The GST will follow a similar model with the one before it:

  •       Central GST (CGST), collected by the Centre and
  •       State GST (SGST), collected by the State.
  •       The Integrated GST (IGST), for the inter-state transactions, will be collected by the Centre from                        the buying state and will be equal to the average of the CGST and SGST rates.

CGST and SGST will be applied to all transactions, apart from exempted goods and transactions below the agreed threshold limit. They will be paid separately, to the Central and State accounts and tax returns will be filed with the appropriate CGST and SGST authorities.

Dealers and manufacturers who pay CGST or SGST will be given input tax credits (ITC), meaning they receive credit for the taxes they paid on their purchases. The credits of the CGST can only be used for the CGST paid. The same is applied in the case of SGST.

4.     How does it impact me and my customers?

Free movement of goods: Business owners will be able to sell more in other states without having to worry about interstate transaction costs. With GST, the entry tax will be eliminated, which will save time and money spent.

Reduced tax cost: Businesses will benefit from reducing the tax burden and operational costs. The GST will work with Input Tax Credits thus eliminating the need for tax cascading. Business owners will be able to offset the tax paid on purchase with the tax on the supply of goods and services.

Easier to comply: Currently there are around 15 different legislatures with different definitions, tax rules and regulations. GST will simplify part of these taxes, making it easier for businesses to comply with the law.

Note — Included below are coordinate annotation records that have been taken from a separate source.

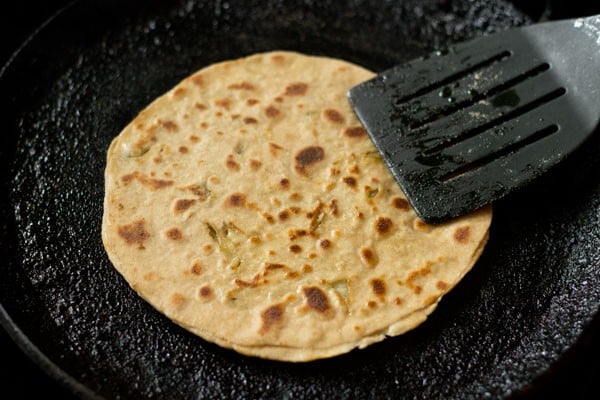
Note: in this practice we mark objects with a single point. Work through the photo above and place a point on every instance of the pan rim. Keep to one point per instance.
(16, 334)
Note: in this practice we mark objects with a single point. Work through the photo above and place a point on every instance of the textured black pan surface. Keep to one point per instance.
(78, 82)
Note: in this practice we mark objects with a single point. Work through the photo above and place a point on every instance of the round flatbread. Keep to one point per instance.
(249, 206)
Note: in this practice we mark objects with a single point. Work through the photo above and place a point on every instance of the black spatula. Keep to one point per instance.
(462, 128)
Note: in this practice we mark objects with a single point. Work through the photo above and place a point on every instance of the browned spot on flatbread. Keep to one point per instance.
(293, 234)
(152, 183)
(169, 125)
(383, 225)
(275, 149)
(350, 181)
(333, 116)
(400, 203)
(284, 183)
(378, 287)
(355, 132)
(197, 80)
(308, 157)
(231, 164)
(174, 234)
(179, 92)
(333, 205)
(274, 266)
(254, 164)
(292, 275)
(272, 111)
(296, 89)
(270, 316)
(134, 233)
(182, 204)
(295, 248)
(461, 234)
(368, 256)
(236, 200)
(196, 268)
(316, 299)
(241, 86)
(417, 274)
(224, 103)
(205, 292)
(201, 191)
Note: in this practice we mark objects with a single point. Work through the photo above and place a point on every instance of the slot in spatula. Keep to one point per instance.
(462, 128)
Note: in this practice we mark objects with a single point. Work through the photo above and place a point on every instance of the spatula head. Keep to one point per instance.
(462, 128)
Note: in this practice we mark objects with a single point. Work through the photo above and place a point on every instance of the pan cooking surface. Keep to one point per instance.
(74, 87)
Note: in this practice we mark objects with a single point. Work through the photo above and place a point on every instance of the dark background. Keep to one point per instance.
(574, 377)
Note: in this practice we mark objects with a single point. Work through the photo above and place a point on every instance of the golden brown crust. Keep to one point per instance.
(250, 192)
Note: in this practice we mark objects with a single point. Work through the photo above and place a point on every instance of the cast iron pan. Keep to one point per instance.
(92, 68)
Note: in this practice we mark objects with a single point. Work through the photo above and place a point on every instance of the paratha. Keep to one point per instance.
(249, 206)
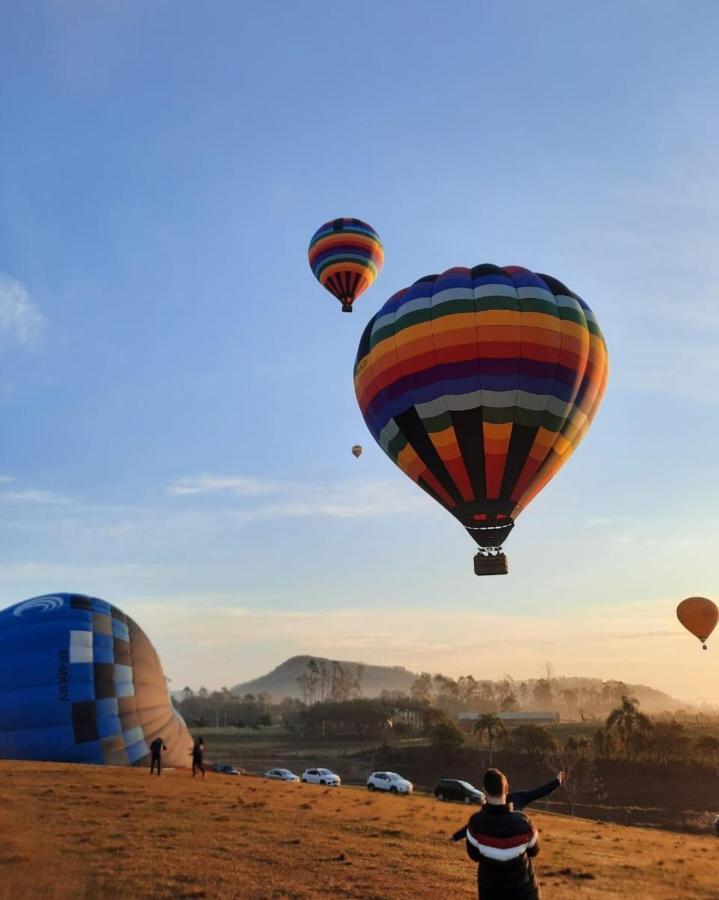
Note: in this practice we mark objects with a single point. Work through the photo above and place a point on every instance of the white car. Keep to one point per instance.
(321, 776)
(389, 781)
(282, 775)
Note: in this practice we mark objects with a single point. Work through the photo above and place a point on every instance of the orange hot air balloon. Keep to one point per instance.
(699, 616)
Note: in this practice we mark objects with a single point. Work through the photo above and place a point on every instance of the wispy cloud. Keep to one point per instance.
(20, 318)
(237, 485)
(30, 496)
(347, 499)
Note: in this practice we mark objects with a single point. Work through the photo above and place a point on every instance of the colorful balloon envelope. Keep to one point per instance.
(346, 256)
(81, 682)
(699, 616)
(479, 384)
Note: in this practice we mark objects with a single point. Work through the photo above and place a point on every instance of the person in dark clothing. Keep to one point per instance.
(197, 751)
(519, 799)
(156, 748)
(502, 842)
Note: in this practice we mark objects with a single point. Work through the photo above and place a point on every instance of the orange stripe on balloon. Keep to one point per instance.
(496, 444)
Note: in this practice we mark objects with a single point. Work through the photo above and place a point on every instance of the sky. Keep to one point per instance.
(176, 398)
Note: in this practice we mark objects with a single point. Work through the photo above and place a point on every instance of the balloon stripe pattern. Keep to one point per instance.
(81, 682)
(346, 256)
(479, 384)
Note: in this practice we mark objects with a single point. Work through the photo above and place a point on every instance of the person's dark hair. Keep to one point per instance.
(495, 782)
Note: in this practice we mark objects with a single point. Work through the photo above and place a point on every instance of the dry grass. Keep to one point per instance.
(86, 832)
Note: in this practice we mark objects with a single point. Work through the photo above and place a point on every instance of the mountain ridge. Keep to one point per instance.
(282, 682)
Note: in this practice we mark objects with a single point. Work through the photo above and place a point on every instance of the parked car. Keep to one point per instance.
(321, 776)
(224, 769)
(389, 781)
(454, 789)
(282, 775)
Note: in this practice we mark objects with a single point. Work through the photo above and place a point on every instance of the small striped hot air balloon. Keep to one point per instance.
(479, 384)
(345, 256)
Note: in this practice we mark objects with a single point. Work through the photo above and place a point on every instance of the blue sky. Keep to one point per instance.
(175, 389)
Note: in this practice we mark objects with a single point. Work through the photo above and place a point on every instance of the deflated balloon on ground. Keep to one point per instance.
(81, 682)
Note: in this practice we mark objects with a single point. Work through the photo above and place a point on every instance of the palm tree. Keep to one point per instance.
(630, 725)
(492, 725)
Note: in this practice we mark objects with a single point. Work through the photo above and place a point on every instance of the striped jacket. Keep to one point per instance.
(502, 842)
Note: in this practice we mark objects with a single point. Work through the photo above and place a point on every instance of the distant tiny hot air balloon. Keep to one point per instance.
(81, 682)
(479, 384)
(699, 616)
(345, 256)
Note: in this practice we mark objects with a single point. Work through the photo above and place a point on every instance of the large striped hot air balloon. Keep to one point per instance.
(81, 682)
(479, 384)
(345, 256)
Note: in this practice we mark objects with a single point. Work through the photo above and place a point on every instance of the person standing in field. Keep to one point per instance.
(502, 842)
(156, 748)
(519, 799)
(198, 751)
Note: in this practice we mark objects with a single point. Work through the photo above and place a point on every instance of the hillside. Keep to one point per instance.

Cheaper products for your customers: Under the current system, from the production to the consumption of a product, there are multiple taxes that are applied without the provision of tax credits. As a result, the price of the final product is increased, causing the customer to pay more. The GST will absorb many of the current taxes into a single tax, while also providing tax credits. This will reduce the price of final products for end consumers.